Prevalence of feline leukaemia virus and antibodies to feline immunodeficiency virus and feline coronavirus in stray cats sent to an RSPCA hospital

UK survey of prevalence of diseases among stray cats

source: A. Muirden
Veterinary Record vol 150 no 20, May 18 2002
starts p621, 5 pages long

Tests for feline coronavirus (FCoV), feline leukaemia virus (FeLV)and feline immunodeficiency virus (FIV) were carried out on 517 stray cats at an RPSCA centre in Birmingham, England. 22.4% of cats tested had antibodies to FCoV, 3.5% had antibodies to FeLV, and 10.4% had antibodies to FIV. Feral and semi-feral cats were more likely to test positive for FCoV, as were cats older than two years of age.
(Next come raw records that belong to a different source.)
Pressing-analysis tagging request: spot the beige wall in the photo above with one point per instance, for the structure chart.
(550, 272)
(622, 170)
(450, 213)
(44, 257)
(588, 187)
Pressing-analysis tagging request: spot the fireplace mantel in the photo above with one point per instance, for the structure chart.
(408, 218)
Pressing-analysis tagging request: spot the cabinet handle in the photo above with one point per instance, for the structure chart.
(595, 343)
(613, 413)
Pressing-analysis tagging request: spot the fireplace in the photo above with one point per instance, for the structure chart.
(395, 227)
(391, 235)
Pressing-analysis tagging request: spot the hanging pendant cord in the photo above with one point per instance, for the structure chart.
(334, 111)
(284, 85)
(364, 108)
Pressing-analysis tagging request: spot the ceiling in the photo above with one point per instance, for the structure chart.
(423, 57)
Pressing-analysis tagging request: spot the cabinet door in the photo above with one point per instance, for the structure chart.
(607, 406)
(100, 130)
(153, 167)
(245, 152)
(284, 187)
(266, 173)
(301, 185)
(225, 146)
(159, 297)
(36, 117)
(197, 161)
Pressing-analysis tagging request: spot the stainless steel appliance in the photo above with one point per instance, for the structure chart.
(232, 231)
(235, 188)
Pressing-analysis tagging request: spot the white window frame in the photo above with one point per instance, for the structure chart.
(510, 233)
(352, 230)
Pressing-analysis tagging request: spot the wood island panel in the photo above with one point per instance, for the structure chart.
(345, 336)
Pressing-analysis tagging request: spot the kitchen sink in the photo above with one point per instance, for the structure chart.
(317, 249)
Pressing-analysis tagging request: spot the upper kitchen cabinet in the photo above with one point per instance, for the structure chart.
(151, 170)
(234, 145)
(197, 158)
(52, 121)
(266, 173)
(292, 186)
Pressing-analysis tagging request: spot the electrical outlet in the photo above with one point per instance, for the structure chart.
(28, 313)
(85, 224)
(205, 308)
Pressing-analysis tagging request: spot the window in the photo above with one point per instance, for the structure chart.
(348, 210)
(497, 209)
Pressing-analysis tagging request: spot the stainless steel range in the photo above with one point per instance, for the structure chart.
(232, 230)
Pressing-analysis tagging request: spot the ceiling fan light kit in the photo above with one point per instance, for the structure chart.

Cats with non-traumatic illness were more likely to test positive for FeLV and FIV than traumatised or healthy
cats. Semi-feral and feral cats were also more likely to test positive for FIV, as were older cats, and males, both entire and neutered, though no correlation was found between tameness, age and sex, and testing positive for FeLV.

FcoV is spread through faeces, and stray cats may be at risk through using several territories. FeLV appears to be spread through social contact such as grooming, whereas FIV is linked to fighting, and in this study, with neglected or old injuries. Previous studies have found links between tumours, gingivitis and FeLV, and between abscesses and severe oral disease and FIV.

This study should provide useful data for authorities dealing with stray cats, many of which may need to be rehomed.